This week Steve Lord, consultant, X-Force Security Assessment Services for Internet Security Systems, argues that, while some functions of GSM offer impressive levels of security, others should not be trusted.

Mobile phones, mostly based on GSM technology, are everywhere. But what users may not realise is that many of the security technologies it uses have flaws. And these could help people hack your SIM card, track you as you use your phone, or even send fake text messages.

The most commonly used encryption algorithm to authenticate users on a GSM network is known as COMP128, which was broken by David Wagner and Ian Goldberg in less than a day.

After spotting several flaws in the algorithm, they went on to prove that it was possible to obtain the information necessary to clone a SIM, although it requires possession of the SIM for about eight hours.

Underground hacking tools, freely available on the internet, make this feasible.

These tools require a SIM card reader in order to extract the information that uniquely identifies the subscriber. It is then possible to write the information to other cards, effectively cloning the SIM.

By making some modifications to a SIM card reader the time required to clone a SIM drops significantly, but there is a higher risk of destroying the original SIM.

These particular problems with COMP128 have been known for years and very little was being done to fix them until IBM researchers discovered a way to clone SIMs in a few seconds.

Then new versions of COMP128 were finally released. These fixed the issues surrounding cloning for now, although the majority of SIMs in circulation still use the original COMP128 algorithm.

In order to avoid casual eavesdropping, a cryptographic mechanism known as A5 is used to encrypt communications between the handset and the base station.
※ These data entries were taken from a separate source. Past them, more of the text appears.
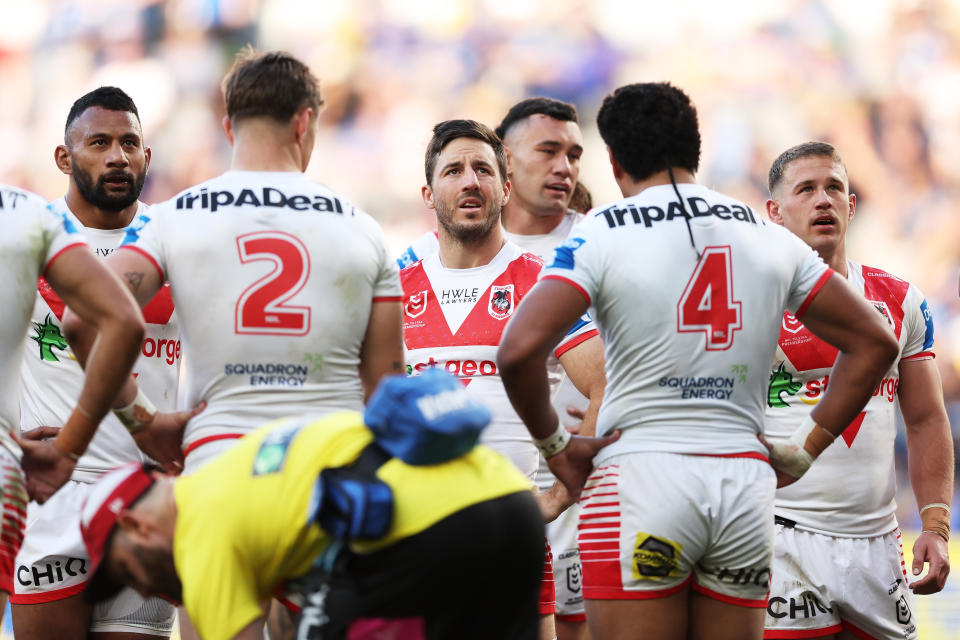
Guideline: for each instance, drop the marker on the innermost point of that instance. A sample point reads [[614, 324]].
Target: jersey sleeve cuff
[[802, 309], [149, 257], [580, 339], [73, 245], [573, 284]]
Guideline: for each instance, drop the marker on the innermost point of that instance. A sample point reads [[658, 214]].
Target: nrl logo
[[790, 323], [884, 311], [416, 304], [501, 304]]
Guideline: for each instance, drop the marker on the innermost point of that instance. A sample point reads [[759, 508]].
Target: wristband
[[935, 505], [554, 443], [136, 414], [933, 522]]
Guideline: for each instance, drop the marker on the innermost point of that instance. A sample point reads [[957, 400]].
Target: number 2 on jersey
[[262, 308], [707, 303]]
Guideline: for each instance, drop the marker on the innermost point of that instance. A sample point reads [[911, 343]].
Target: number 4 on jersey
[[707, 303], [262, 308]]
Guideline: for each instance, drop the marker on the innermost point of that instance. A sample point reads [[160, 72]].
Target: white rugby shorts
[[567, 574], [654, 523], [53, 565], [824, 584], [13, 502]]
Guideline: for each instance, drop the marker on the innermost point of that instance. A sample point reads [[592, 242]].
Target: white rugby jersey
[[32, 238], [453, 318], [51, 379], [688, 340], [849, 490], [273, 276], [542, 246], [539, 245]]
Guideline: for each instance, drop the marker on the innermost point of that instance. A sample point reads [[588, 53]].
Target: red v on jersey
[[426, 325], [806, 351]]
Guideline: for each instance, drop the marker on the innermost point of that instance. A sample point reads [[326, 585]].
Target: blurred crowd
[[880, 79]]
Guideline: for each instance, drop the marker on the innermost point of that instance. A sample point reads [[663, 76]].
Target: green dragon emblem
[[49, 337], [781, 382]]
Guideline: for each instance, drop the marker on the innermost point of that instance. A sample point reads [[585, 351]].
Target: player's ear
[[427, 194], [228, 128], [773, 212], [61, 155], [618, 171]]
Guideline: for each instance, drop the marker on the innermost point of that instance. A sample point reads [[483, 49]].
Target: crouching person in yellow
[[299, 504]]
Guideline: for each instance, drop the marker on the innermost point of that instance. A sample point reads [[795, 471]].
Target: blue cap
[[426, 419]]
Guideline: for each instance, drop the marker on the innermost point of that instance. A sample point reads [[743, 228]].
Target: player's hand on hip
[[162, 438], [777, 455], [554, 501], [45, 467], [930, 548], [40, 433], [574, 464]]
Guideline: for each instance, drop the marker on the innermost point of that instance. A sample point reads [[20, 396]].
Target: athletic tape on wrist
[[136, 414], [554, 443], [935, 505], [933, 522]]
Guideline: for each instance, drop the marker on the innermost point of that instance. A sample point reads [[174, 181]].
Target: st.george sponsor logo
[[783, 385], [457, 367], [168, 350], [698, 208], [266, 197]]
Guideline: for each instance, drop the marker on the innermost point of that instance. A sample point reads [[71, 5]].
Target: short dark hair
[[110, 98], [270, 84], [562, 111], [650, 127], [804, 150], [449, 130]]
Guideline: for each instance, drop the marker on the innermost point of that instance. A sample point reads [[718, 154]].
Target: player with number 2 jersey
[[274, 277]]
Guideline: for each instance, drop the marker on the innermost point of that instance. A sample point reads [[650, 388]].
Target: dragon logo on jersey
[[790, 323], [884, 311], [781, 382], [501, 305], [416, 304], [49, 338]]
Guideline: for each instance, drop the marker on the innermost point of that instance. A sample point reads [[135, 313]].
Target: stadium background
[[878, 78]]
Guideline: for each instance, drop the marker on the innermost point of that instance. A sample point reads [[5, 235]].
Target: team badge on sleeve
[[563, 254], [416, 304], [501, 304], [790, 323]]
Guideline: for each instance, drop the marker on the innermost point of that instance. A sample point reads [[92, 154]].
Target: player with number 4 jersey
[[687, 287]]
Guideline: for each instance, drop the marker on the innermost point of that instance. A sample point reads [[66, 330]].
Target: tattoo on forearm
[[135, 278]]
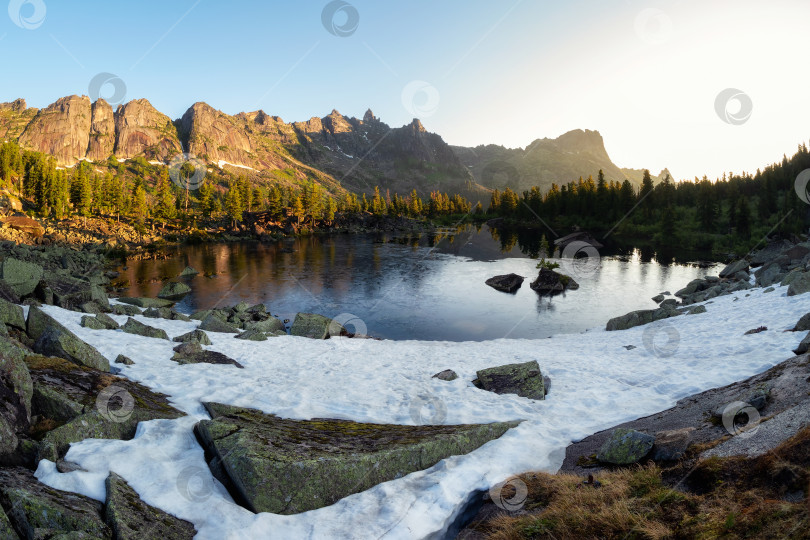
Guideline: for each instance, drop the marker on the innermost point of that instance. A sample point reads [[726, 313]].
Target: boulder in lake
[[625, 447], [53, 339], [129, 517], [505, 283], [315, 463], [524, 379], [174, 289], [212, 323], [315, 326], [138, 328]]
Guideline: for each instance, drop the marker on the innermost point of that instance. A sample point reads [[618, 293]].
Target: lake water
[[427, 287]]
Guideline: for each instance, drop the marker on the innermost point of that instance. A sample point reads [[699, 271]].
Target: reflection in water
[[427, 286]]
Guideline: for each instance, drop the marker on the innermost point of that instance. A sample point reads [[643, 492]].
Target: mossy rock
[[174, 289], [315, 463], [524, 379], [625, 447], [146, 302], [138, 328], [93, 404], [31, 505], [132, 519], [12, 315], [212, 323], [53, 339], [194, 336]]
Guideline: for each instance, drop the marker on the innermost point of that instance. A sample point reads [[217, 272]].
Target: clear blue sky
[[504, 71]]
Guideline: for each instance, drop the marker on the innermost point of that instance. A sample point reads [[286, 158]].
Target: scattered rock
[[138, 328], [525, 380], [197, 336], [625, 447], [33, 507], [130, 518], [315, 463], [505, 283], [126, 360], [53, 339], [212, 323], [252, 335], [174, 289], [446, 375]]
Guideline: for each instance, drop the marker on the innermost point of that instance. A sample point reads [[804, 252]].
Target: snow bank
[[596, 383]]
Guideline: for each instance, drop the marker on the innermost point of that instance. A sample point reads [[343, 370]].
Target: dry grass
[[718, 498]]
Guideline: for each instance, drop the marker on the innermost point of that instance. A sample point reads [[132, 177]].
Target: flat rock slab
[[289, 466], [505, 283], [81, 403], [32, 505], [764, 436], [146, 302], [53, 339], [525, 380], [132, 519]]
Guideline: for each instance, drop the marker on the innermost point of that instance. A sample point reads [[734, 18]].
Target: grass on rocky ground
[[765, 497]]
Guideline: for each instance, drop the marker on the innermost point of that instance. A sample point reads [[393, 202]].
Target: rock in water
[[315, 463], [23, 277], [138, 328], [174, 289], [524, 380], [130, 517], [315, 326], [34, 507], [625, 446], [505, 283], [53, 339]]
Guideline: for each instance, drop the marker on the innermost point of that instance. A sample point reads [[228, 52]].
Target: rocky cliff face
[[545, 161]]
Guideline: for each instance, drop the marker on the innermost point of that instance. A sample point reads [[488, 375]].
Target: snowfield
[[596, 383]]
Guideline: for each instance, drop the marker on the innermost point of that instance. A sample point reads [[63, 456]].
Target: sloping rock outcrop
[[314, 463]]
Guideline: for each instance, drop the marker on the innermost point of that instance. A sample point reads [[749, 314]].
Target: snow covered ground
[[596, 383]]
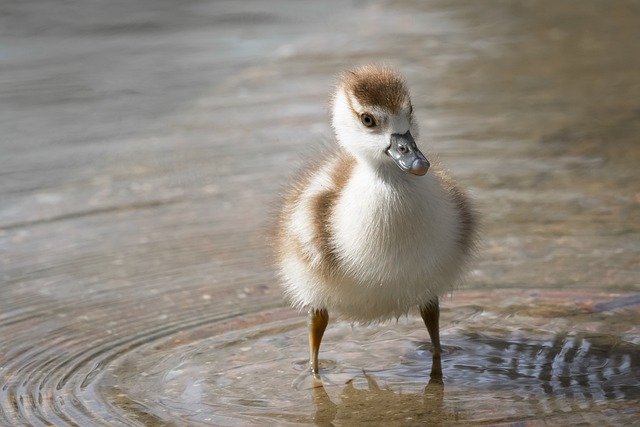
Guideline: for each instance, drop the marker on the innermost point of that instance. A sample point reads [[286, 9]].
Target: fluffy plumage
[[358, 236]]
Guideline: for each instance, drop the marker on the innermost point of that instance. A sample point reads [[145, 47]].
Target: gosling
[[364, 232]]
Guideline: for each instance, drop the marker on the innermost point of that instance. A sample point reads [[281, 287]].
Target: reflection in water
[[375, 404], [142, 143], [543, 356]]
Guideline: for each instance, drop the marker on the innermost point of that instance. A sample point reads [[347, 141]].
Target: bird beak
[[404, 151]]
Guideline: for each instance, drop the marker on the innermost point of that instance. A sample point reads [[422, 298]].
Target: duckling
[[364, 232]]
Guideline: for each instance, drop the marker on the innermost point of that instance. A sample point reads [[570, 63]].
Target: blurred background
[[144, 145]]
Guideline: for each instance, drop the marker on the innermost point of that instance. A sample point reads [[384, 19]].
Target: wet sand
[[144, 149]]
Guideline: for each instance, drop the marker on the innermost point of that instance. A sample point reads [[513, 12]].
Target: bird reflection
[[381, 404]]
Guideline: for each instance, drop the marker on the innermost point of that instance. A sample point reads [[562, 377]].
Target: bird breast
[[388, 232]]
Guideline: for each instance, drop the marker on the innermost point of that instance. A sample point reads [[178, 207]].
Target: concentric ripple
[[509, 356]]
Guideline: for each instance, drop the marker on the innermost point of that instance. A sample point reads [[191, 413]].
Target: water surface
[[144, 148]]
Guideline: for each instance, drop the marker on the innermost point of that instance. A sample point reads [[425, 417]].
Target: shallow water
[[143, 150]]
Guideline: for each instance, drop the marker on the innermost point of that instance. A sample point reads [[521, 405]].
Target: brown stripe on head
[[377, 86]]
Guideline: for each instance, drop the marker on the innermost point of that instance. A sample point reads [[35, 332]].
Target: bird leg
[[431, 315], [318, 320]]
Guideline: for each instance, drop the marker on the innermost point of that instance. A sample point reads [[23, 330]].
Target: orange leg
[[431, 315], [318, 320]]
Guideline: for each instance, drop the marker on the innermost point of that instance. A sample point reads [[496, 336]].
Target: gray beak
[[404, 151]]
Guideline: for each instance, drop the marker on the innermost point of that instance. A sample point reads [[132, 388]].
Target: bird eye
[[367, 120]]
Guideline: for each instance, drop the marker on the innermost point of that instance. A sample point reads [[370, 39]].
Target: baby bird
[[365, 232]]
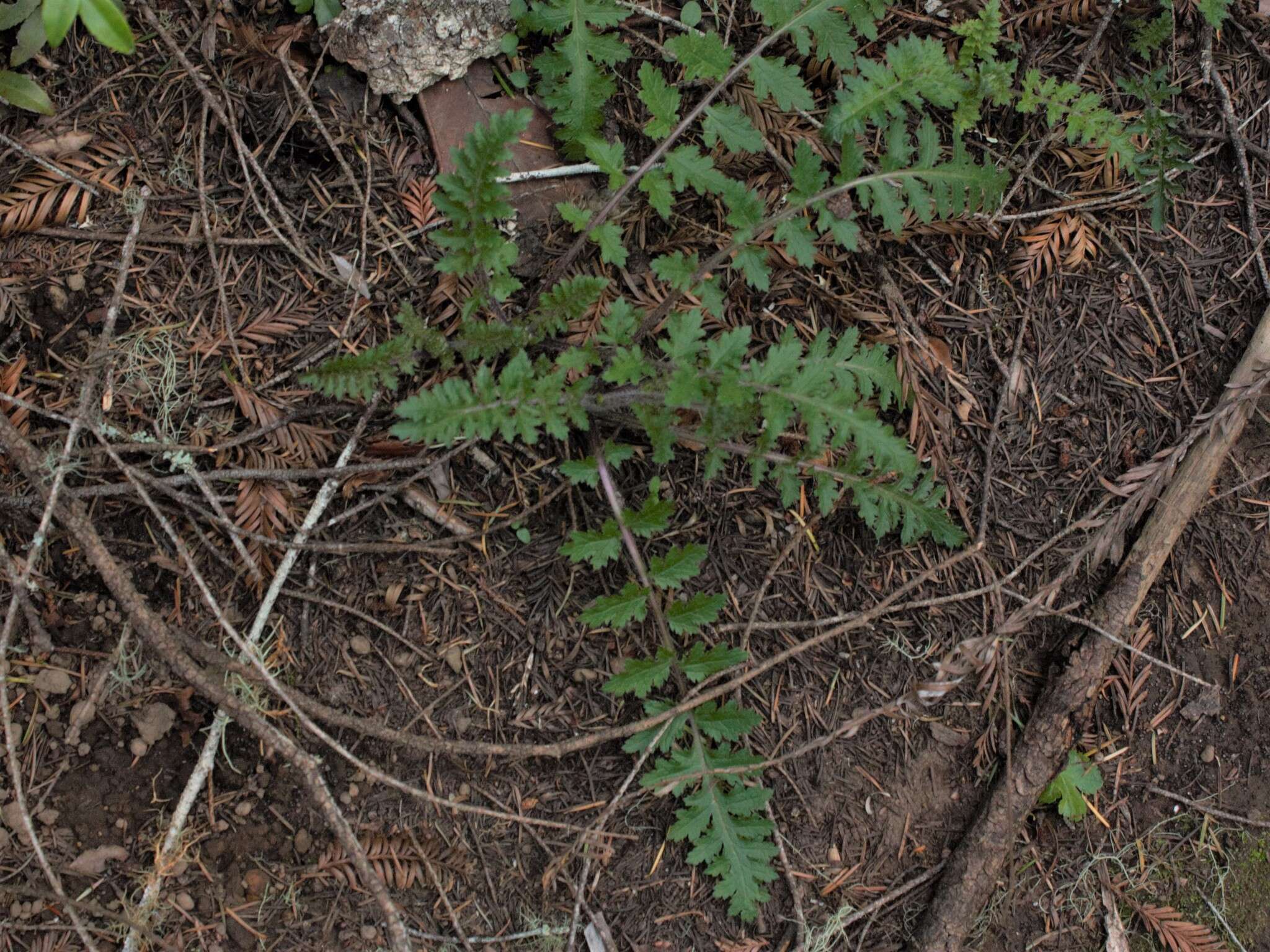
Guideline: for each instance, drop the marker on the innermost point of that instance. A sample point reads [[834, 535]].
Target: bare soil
[[481, 641]]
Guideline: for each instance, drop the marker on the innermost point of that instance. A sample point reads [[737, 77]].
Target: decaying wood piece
[[404, 46], [972, 871]]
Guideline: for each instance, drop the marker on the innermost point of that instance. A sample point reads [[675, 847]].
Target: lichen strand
[[404, 46]]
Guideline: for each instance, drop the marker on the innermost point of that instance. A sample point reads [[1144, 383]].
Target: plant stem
[[601, 216]]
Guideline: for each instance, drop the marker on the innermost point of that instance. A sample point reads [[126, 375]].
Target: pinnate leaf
[[618, 611], [1078, 776], [676, 566], [690, 616], [641, 676]]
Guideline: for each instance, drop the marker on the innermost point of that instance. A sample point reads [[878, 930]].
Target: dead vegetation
[[1054, 376]]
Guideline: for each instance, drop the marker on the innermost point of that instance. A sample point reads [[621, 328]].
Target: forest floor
[[432, 598]]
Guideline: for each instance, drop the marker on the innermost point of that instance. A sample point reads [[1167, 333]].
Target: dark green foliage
[[1151, 35], [381, 366], [1166, 149], [1088, 120], [915, 73], [1214, 11], [1076, 778], [474, 202], [722, 815], [574, 82]]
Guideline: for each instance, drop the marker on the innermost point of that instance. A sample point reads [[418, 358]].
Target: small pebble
[[454, 656], [304, 842]]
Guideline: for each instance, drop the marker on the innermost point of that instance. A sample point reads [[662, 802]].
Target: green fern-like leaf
[[575, 81], [618, 611], [690, 616], [474, 202], [703, 55], [1214, 12], [722, 819], [1151, 35], [916, 71], [980, 35], [641, 676], [1088, 120], [381, 366], [677, 566]]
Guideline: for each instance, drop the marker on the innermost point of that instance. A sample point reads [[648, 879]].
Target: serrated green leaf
[[327, 11], [730, 126], [1214, 12], [691, 616], [729, 723], [1078, 776], [677, 270], [651, 518], [13, 14], [657, 187], [700, 663], [703, 55], [677, 566], [751, 262], [597, 547], [107, 22], [641, 676], [618, 611], [24, 93], [580, 472], [30, 41], [781, 81], [662, 100], [638, 743], [59, 15], [610, 156]]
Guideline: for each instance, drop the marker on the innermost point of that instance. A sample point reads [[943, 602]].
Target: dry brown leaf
[[260, 508], [286, 318], [11, 377], [1176, 933], [1062, 239], [301, 442], [417, 201], [38, 197], [741, 945], [61, 144], [395, 861]]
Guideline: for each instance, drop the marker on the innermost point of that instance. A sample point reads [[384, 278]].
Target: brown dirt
[[1100, 394]]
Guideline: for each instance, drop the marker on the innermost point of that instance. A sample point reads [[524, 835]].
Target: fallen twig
[[1209, 810], [975, 862]]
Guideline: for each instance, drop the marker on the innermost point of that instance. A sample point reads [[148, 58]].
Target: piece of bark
[[406, 46], [972, 871], [453, 110]]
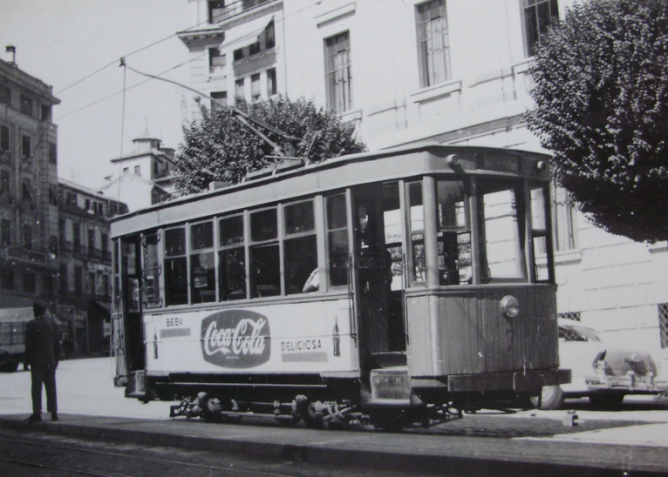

Different versions of the A5 algorithm are used in different countries. The two most common versions (A5/1 and A5/2) were found to be fundamentally flawed.

In fact, A5/2 took researchers less than a day to crack, although information about the methods used was never formally published.

Biryukov, Shamir and Wagner also discovered three possible attacks on A5/1 that would yield effective results and could be achieved on a modern PC in seconds.

It should be noted that, at the time this was performed, the equipment used was prohibitively expensive.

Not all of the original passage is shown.